A structural breakdown below this critical area would validate a bearish continuation and firmly entrench WTI in downside territory.

Summary for Crude Oil: For both crude benchmarks, the geopolitical risk premium is completely squeezed out, opening the door for more downside moves. While prices are currently hovering near key support levels where we might expect some minor technical rebounds, the broader macro picture dictates that any bounce here should be treated as a sell-the-rally opportunity.

Market Summary

A powerful mix of aggressive monetary tightening expectations and unwinding geopolitical risks drove massive market volatility.
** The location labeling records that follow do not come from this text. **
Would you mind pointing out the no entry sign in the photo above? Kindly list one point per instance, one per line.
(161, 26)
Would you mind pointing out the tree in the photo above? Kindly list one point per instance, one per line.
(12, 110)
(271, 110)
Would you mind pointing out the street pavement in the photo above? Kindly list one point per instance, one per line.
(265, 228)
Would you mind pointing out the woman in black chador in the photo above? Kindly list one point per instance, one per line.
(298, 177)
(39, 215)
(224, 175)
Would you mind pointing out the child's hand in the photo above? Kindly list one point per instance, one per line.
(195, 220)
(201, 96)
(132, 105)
As the CME FedWatch Tool shows heavy betting on a September Fed rate hike, global equities faced a severe tech-led liquidation that dragged the Nasdaq down 2.2% and propelled the US Dollar Index past the 101 mark to 15-month highs.

Simultaneously, diplomatic progress in US-Iran peace talks aggressively deflated the geopolitical risk premium in the energy sector, sending Brent and WTI crashing back toward pre-war levels.

Heading into tomorrow’s critical US PCE inflation report, the dominant market theme favors buying US dollar dips while using technical rebounds to sell rallies in both crude oil and major equity indices.

Disclaimer

Comments, news, research, analysis, price, and all information contained in the article only serve as general information for readers and do not suggest any advice. Ultima Markets has taken reasonable measures to provide up-to-date information, but cannot guarantee accuracy, and may modify without notice. Ultima Markets will not be responsible for any loss incurred due to the application of the information provided.